写真も、日本ほど気を使っていないと思います。

「そのまま」が流れてきたりします。ここも日本と違うところ。

 

ということで、言い方かなり悪いですが、

普通の留学生よりも、わたしと同じ時期のフランス留学生たちは、それぞれいろんなことを思ったんじゃないかと思います。

 

パソコン開いて、辞書を片手に寝落ちして、

朝起きた時に見たメールは、総領事館からの注意喚起のメールと日本の大学からの安否確認のメール。

 

総領事館からのメールは読むだけで安心しました。

冷静に落ち着けたのはこのメールのおかげ、注意しようがないのかもしれませんが、意識することが大事だなと。

 

 

他の留学生もそうったんじゃないかなと。

 

いろいろ、ぞれぞれ思うところがある中で、

でもそれをどうしたらいいのかわからなかった人はきっとたくさんいるはず。

 

最後に。

大学では、精神面でのサポートもあり、先生たちも特に留学生には気を使ってくれた印象を持ちました。

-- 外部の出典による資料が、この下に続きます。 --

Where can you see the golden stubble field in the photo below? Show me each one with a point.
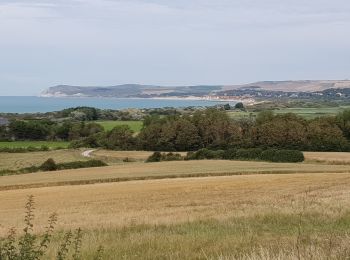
(175, 169)
(171, 201)
(15, 161)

パリって日本の東京だから、みんなそれぞれ知り合いとかいるんだろうし、でもそれでも「いつもと変わらない日常を送ることがテロへの報復だ」と言わんばかりに、いつもと変わらない日常になっていきました。

 

 

人間の力強さも感じたし、

どうしようもなく悲しくなったこともあったし、

いろんなことを思いましたが、今日はここらへんで。